The Interdecadal Pacific Oscillation (IPO), a major atmospheric and meteorological pattern in the mid-Pacific Ocean, is now switching into a positive phase that will likely boost Pacific Ocean temperatures and accelerate global warming, according to new research.
Reporting in the journal Geophysical Research Letters, scientists at Melbourne University say that the IPO was in a negative phase from 2000 to 2014, which cooled sea surface temperatures in the Pacific and moderated global warming. The negative phase of the IPO, the paper said, served as a “temporary buffer” that “cushioned the impacts of global warming on extreme events, such as heatwaves.” Ben Henley, co-author of the paper, said in an interview, “The negative phase might have lulled us into a false sense of security — the planet appears temporarily to not be warming as fast.”
But shifts in mid-Pacific atmospheric and oceanic currents have now moved the IPO into a positive phase, meaning sea surface temperatures are expected to rise across a broad swath of the Pacific straddling the Equator.
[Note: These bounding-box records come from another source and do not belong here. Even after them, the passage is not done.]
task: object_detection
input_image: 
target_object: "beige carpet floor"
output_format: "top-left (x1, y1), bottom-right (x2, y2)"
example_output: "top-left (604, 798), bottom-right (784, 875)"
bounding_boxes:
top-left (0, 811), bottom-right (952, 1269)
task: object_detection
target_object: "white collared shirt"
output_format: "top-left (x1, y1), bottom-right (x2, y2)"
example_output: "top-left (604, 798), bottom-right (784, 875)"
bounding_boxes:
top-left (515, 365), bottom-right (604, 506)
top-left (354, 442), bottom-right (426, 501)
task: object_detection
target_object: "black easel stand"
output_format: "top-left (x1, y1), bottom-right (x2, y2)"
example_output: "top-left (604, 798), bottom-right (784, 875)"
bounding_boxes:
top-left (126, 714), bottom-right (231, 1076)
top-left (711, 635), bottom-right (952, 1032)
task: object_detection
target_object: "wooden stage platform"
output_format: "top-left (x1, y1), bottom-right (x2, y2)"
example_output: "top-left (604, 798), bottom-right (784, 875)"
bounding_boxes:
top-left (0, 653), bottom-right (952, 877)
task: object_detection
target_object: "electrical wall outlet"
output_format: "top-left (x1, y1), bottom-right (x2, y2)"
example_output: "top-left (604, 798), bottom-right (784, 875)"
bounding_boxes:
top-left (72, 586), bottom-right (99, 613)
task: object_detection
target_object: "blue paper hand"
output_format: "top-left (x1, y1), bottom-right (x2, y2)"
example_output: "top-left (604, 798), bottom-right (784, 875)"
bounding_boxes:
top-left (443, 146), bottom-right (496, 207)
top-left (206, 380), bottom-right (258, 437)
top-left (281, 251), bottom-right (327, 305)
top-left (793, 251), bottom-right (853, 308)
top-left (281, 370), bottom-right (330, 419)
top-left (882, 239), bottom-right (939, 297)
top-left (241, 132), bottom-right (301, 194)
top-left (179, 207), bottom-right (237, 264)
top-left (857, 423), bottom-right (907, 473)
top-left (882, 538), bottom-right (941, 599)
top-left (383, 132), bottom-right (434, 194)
That, in turn, will drive up global temperatures — already setting records in recent years — to levels that by 2026 may well exceed a 1.5-degree C (2.7 F) increase over pre-industrial temperatures.
Changes in the IPO can influence Pacific Ocean temperatures in a band from 50 degrees north latitude to 50 degrees south, a significantly larger area than is affected by the better-known El Niño Southern Oscillation.